Bueno, acabó la temporada de exámenes. Cierto es que sólo tenía uno por hacer, pero ojo, lo que ha tardado en irse a paseo... Se me ha hecho eterno.

Resulta que el examen de oftalmología ha consistido en exactamente 30 preguntas tipo test de opción múltiple, a hacer en 40 minutos. Y claro, os imaginaréis qué tipos de preguntas.
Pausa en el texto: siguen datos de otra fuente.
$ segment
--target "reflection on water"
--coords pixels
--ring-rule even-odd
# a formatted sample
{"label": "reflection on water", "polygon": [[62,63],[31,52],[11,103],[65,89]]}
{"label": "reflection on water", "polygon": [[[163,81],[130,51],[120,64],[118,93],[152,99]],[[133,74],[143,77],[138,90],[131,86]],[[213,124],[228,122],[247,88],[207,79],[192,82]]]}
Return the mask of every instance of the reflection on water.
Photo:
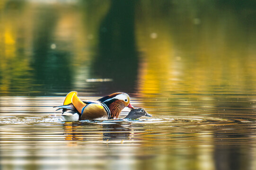
{"label": "reflection on water", "polygon": [[[52,108],[63,99],[0,98],[1,169],[256,167],[256,124],[251,107],[227,111],[226,115],[218,108],[203,111],[200,106],[181,105],[165,107],[168,113],[151,109],[153,117],[138,120],[71,123],[62,122],[60,111]],[[132,101],[135,107],[142,102]],[[125,110],[120,117],[127,113]]]}
{"label": "reflection on water", "polygon": [[[1,169],[256,169],[256,7],[1,1]],[[72,90],[153,117],[64,123]]]}

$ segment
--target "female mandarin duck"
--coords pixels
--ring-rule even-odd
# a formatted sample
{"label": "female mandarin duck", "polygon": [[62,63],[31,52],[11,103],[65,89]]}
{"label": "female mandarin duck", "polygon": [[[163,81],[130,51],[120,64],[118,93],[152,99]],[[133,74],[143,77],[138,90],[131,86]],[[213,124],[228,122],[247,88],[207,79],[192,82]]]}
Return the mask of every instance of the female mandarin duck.
{"label": "female mandarin duck", "polygon": [[65,121],[79,120],[106,120],[117,119],[125,107],[134,107],[130,103],[130,97],[124,93],[115,93],[97,101],[82,101],[77,97],[77,92],[69,93],[62,106],[62,117]]}

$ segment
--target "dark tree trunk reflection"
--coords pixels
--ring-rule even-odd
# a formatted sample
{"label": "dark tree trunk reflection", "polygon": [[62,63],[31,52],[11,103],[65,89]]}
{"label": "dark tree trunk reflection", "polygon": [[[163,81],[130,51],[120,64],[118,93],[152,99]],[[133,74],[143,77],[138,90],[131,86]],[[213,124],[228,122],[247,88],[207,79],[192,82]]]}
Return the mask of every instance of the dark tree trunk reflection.
{"label": "dark tree trunk reflection", "polygon": [[101,23],[93,72],[96,77],[113,81],[101,84],[100,91],[134,90],[138,68],[134,11],[134,1],[113,0]]}

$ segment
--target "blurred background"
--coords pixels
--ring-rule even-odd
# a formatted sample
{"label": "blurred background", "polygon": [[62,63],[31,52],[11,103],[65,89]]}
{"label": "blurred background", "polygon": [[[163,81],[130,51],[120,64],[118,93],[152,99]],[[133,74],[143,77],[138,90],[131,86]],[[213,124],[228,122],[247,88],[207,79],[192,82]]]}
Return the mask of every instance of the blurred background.
{"label": "blurred background", "polygon": [[0,95],[255,93],[256,8],[250,0],[1,0]]}
{"label": "blurred background", "polygon": [[[256,30],[253,0],[0,0],[0,169],[256,169]],[[71,91],[153,116],[62,122]]]}

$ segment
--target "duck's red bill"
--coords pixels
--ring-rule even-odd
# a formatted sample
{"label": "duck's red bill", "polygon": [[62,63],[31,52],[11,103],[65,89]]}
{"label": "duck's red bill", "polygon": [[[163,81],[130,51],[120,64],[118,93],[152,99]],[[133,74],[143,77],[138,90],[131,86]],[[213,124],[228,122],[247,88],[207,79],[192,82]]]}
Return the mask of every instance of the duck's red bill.
{"label": "duck's red bill", "polygon": [[129,103],[129,105],[127,106],[127,107],[129,108],[131,108],[132,109],[134,109],[134,107],[131,104],[131,103]]}

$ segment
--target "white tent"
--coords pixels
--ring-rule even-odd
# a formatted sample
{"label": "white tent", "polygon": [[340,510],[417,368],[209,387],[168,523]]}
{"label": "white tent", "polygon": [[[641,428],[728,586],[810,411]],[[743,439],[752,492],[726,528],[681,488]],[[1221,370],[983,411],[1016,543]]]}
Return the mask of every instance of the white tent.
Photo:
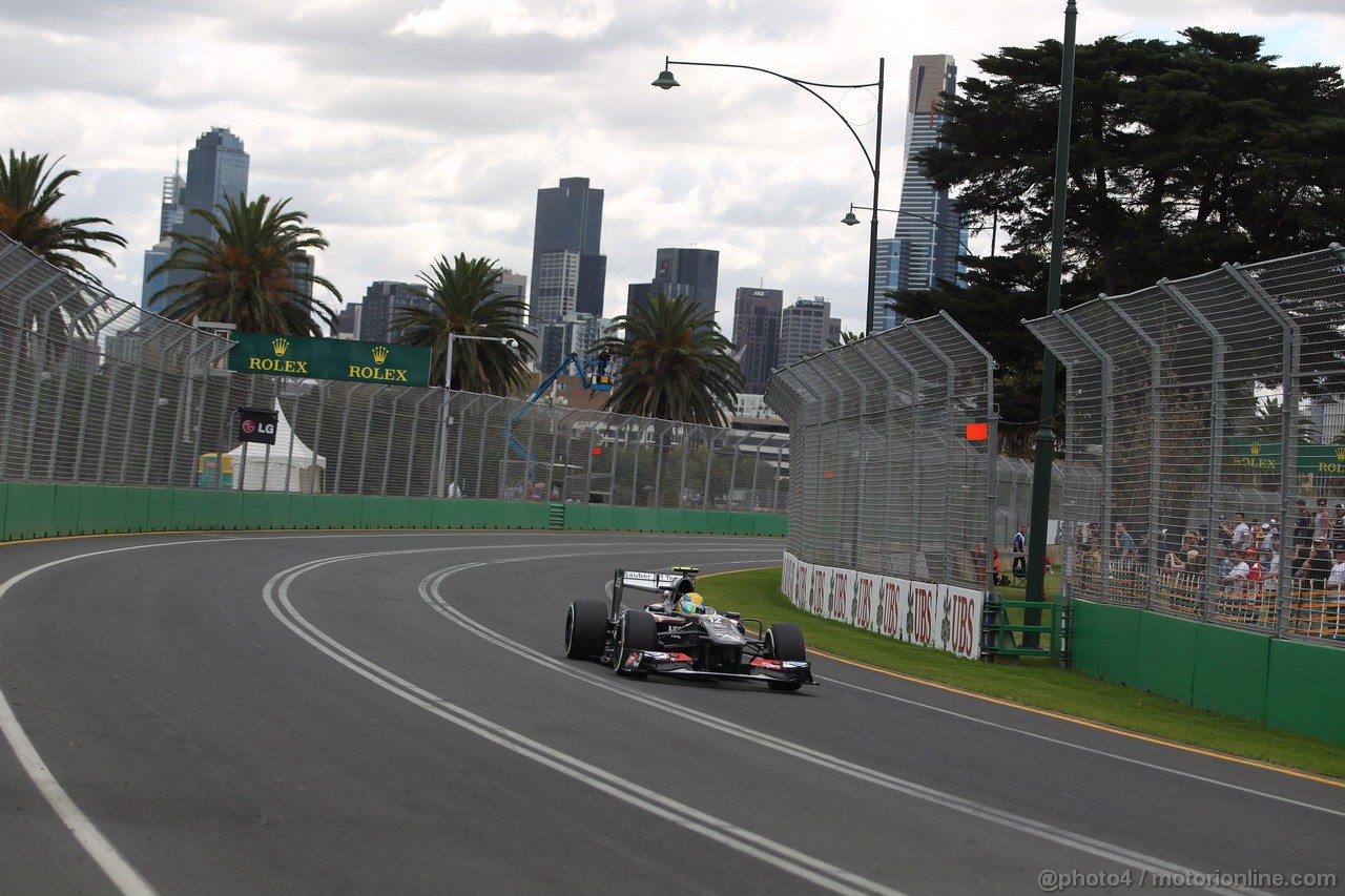
{"label": "white tent", "polygon": [[327,459],[300,441],[295,431],[291,429],[285,412],[280,409],[278,400],[276,410],[280,413],[280,418],[276,421],[274,445],[245,441],[229,452],[229,456],[233,457],[234,488],[245,491],[321,491]]}

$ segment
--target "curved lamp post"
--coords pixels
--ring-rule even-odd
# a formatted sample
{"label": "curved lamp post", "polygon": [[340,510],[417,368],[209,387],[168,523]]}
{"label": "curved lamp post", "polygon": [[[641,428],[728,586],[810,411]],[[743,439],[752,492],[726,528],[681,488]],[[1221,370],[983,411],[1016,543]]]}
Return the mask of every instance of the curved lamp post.
{"label": "curved lamp post", "polygon": [[[851,202],[850,203],[850,211],[845,213],[845,218],[841,219],[841,223],[843,223],[843,225],[846,225],[849,227],[853,227],[857,223],[859,223],[859,218],[857,218],[855,214],[854,214],[855,209],[859,209],[862,211],[869,211],[869,206],[857,206],[857,204],[854,204]],[[935,221],[933,218],[929,218],[928,215],[916,214],[915,211],[902,211],[901,209],[873,209],[873,211],[890,211],[894,215],[905,215],[907,218],[915,218],[916,221],[924,221],[927,223],[931,223],[935,227],[937,227],[939,230],[943,230],[946,234],[950,234],[951,237],[954,237],[958,241],[958,246],[962,248],[963,254],[966,254],[966,256],[974,254],[971,252],[971,246],[968,246],[967,241],[962,238],[962,231],[960,230],[954,230],[952,227],[950,227],[948,225],[946,225],[942,221]],[[972,230],[972,233],[981,233],[981,230],[983,230],[983,229],[985,227],[979,227],[976,230]]]}
{"label": "curved lamp post", "polygon": [[453,343],[459,339],[475,339],[477,342],[503,342],[506,346],[514,344],[514,340],[508,336],[472,336],[463,332],[448,334],[448,350],[444,357],[444,401],[440,404],[438,416],[438,451],[436,453],[434,465],[438,470],[438,476],[436,479],[434,494],[440,498],[444,496],[445,474],[448,472],[448,424],[452,417],[448,414],[448,390],[449,382],[453,379]]}
{"label": "curved lamp post", "polygon": [[[816,81],[803,81],[802,78],[791,78],[787,74],[780,74],[779,71],[771,71],[769,69],[761,69],[757,66],[742,66],[729,62],[689,62],[686,59],[670,59],[663,57],[663,71],[655,78],[651,85],[662,90],[671,90],[672,87],[681,87],[677,78],[672,77],[672,66],[709,66],[713,69],[746,69],[748,71],[760,71],[761,74],[773,75],[781,81],[788,81],[796,87],[807,90],[814,97],[816,97],[827,109],[841,120],[841,124],[846,126],[850,136],[854,137],[855,143],[859,144],[859,149],[863,151],[863,160],[869,165],[869,171],[873,174],[873,204],[878,204],[878,170],[882,160],[882,67],[885,61],[878,59],[878,79],[870,81],[869,83],[820,83]],[[850,121],[841,114],[831,102],[827,101],[820,93],[814,90],[814,87],[824,89],[838,89],[838,90],[854,90],[859,87],[877,87],[878,89],[878,120],[877,130],[873,137],[873,155],[869,155],[869,147],[865,145],[863,140],[859,137],[858,132],[850,124]],[[869,296],[866,301],[868,313],[863,320],[863,331],[869,332],[873,328],[873,309],[874,309],[874,288],[877,287],[878,277],[878,213],[874,210],[873,221],[869,233]]]}

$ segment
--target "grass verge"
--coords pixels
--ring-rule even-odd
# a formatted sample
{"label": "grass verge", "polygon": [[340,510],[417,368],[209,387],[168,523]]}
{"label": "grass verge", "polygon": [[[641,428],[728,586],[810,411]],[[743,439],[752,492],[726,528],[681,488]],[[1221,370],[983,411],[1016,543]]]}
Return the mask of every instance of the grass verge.
{"label": "grass verge", "polygon": [[1345,779],[1345,747],[1341,744],[1063,670],[1053,661],[1025,659],[1018,666],[968,662],[819,619],[784,597],[779,568],[703,576],[697,589],[712,607],[736,609],[767,623],[798,623],[810,647],[870,666],[1201,749]]}

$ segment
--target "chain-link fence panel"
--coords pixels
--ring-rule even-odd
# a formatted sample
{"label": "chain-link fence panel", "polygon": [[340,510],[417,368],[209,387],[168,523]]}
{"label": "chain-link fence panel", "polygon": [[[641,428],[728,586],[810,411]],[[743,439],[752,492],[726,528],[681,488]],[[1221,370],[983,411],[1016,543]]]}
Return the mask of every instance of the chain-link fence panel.
{"label": "chain-link fence panel", "polygon": [[[0,237],[0,479],[784,513],[788,436],[233,373],[167,320]],[[278,412],[239,444],[241,408]]]}
{"label": "chain-link fence panel", "polygon": [[[791,554],[925,583],[983,584],[994,530],[994,362],[947,315],[780,370],[765,401],[790,424]],[[989,495],[989,496],[987,496]]]}
{"label": "chain-link fence panel", "polygon": [[1068,371],[1073,595],[1345,642],[1342,262],[1224,265],[1028,322]]}

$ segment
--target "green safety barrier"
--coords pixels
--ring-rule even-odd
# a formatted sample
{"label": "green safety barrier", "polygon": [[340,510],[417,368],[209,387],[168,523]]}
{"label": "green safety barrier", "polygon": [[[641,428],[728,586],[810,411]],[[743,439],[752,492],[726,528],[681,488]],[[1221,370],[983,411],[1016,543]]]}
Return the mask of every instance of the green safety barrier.
{"label": "green safety barrier", "polygon": [[1345,743],[1345,650],[1076,600],[1079,671],[1270,728]]}
{"label": "green safety barrier", "polygon": [[[1028,609],[1036,609],[1042,622],[1028,626]],[[1010,612],[1014,611],[1014,612]],[[1037,647],[1025,647],[1022,635],[1037,635]],[[983,657],[1054,657],[1068,655],[1069,607],[1041,600],[1001,600],[998,595],[986,599],[981,611],[981,654]]]}

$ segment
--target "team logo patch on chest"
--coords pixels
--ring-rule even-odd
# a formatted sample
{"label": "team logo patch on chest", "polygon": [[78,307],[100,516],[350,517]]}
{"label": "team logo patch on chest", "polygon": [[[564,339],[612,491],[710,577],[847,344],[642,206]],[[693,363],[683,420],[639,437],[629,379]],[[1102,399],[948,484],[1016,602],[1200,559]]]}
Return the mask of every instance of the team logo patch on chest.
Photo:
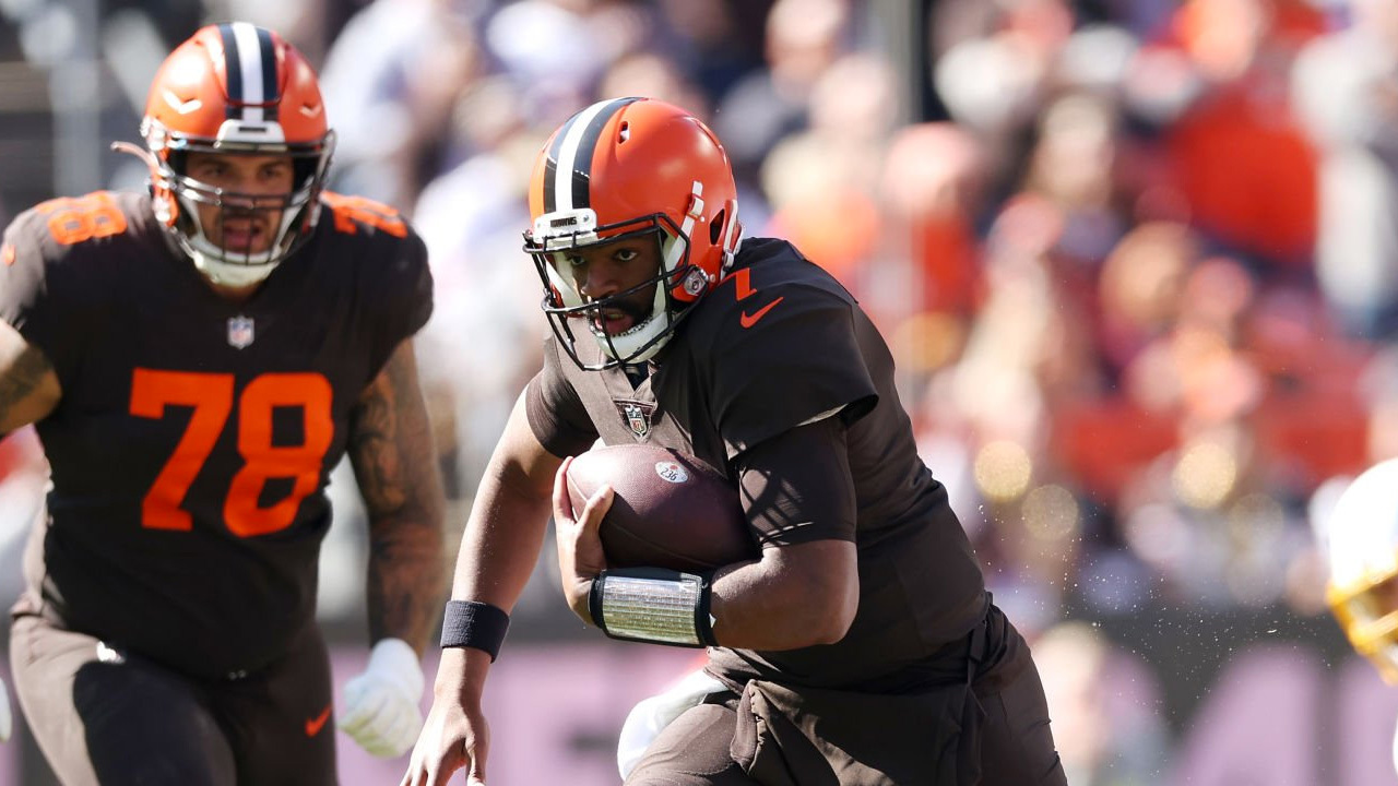
{"label": "team logo patch on chest", "polygon": [[636,435],[637,439],[644,438],[650,434],[650,415],[654,414],[656,406],[646,404],[643,401],[612,401],[617,404],[617,411],[621,413],[621,421],[626,424],[626,428]]}
{"label": "team logo patch on chest", "polygon": [[250,316],[231,316],[228,317],[228,345],[235,350],[242,350],[253,343],[253,317]]}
Por ejemplo, cuál es el síndrome hereditario caracterizado por la formación de quistes dermoides peribulbares, y cosas similares. ¿Qué fue de las preguntas acerca de la corrección de la miopía, los síntomas del glaucoma de ángulo abierto, el diagnóstico diferencial del ojo rojo, la prevención de la oftalmía neonatorum...? Mis profesores deben estar locos, en mi universidad se está perdiendo la perspectiva, ya no se trata de que aprendamos sino de que sudemos como cerdos para acabar la carrera. Y eso que sólo es una asignatura de 6 créditos (o 6,5, ya no lo recuerdo).

Han olvidado que el objetivo de la carrera es formarnos como médicos generales (sin prejuicio de una posterior formación especializada).

De las 30 preguntas, como no había puntos negativos, contesté 30, pero 11 con serias dudas de lo que hacía (mucha quiniela). No sé cuál es la nota para aprobar, de hecho lo pregunté y me dijeron que "ya verían, según cómo saliese el examen". No sé si eso es buena o mala señal. El consuelo es que todo el mundo salió del examen superdecepcionado y diciendo que había sido surrealista. No soy la única, pues, que piensa que todo lo que he estudiado no ha valido de nada.

Si me suspenden no será por no haber trabajado. Será porque no tienen un concepto claro de lo que es una formación de pregrado. He dicho.